Nitrates often released back into rivers


Photo via Jason Mrachina; Flickr
Des Moines cityscape. Photo via Jason Mrachina; Flickr

According to the Des Moines Register, Des Moines’ nitrate removal facility was responsible for dumping approximately 13,500 pounds of the contaminant into the Raccoon River last year.

Nitrates can be detrimental to human health if consumed in high enough quantities, which is why the U.S. Environmental Protection Agency requires drinking water to be monitored for the compound. However, once nitrates are removed from the drinking water, they are often released back into Iowa’s waterways.

The Des Moines location is not alone in this practice. The majority of Iowa’s other 15 nitrate removal facilities follow the same routine, and many do not monitor what quantity of nitrate they are releasing.

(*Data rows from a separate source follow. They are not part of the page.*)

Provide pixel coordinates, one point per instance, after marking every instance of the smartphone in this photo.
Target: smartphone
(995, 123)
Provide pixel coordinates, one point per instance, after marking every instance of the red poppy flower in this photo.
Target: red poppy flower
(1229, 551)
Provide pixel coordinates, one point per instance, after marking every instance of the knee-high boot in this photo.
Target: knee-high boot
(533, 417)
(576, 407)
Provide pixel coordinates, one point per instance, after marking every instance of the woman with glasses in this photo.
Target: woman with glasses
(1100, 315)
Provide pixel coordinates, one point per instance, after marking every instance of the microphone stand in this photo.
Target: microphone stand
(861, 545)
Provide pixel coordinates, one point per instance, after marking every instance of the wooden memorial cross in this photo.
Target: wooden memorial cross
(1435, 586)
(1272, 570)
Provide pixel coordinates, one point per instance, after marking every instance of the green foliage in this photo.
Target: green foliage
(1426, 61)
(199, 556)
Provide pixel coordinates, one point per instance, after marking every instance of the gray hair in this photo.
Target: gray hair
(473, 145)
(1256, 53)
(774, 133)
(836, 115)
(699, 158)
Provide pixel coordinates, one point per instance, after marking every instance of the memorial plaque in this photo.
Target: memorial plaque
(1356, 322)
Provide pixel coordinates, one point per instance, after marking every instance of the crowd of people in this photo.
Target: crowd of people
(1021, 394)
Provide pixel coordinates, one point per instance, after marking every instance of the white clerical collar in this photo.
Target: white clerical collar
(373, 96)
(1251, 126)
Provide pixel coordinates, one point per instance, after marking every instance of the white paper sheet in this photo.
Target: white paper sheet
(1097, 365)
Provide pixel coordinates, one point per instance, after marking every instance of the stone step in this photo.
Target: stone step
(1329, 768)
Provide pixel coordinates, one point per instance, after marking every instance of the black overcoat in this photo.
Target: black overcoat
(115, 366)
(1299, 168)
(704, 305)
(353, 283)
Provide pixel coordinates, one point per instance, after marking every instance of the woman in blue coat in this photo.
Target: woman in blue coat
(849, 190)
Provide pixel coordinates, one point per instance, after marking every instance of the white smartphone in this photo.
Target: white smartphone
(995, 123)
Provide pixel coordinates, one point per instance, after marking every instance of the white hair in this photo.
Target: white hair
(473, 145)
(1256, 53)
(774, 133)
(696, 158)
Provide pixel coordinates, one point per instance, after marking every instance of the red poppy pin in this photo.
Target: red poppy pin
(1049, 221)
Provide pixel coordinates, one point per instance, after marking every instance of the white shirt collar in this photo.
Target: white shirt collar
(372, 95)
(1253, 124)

Although this practice is completely legal, it has serious environmental ramifications. The Raccoon River is part of the Mississippi River watershed, which empties into the Gulf of Mexico. Midwest fertilizer runoff from the watershed, high in nitrates, is largely responsible for the Gulf of Mexico’s Dead Zone. Nitrate levels in the Gulf’s water allow algal blooms to thrive, which in turn leads to low oxygen levels that are deadly for many aquatic species.

The future is not completely bleak; progress is being made towards preventing the nitrates from reaching water systems in the first place. Farmers and researchers are collaborating to explore and advance environmentally sustainable agricultural practices.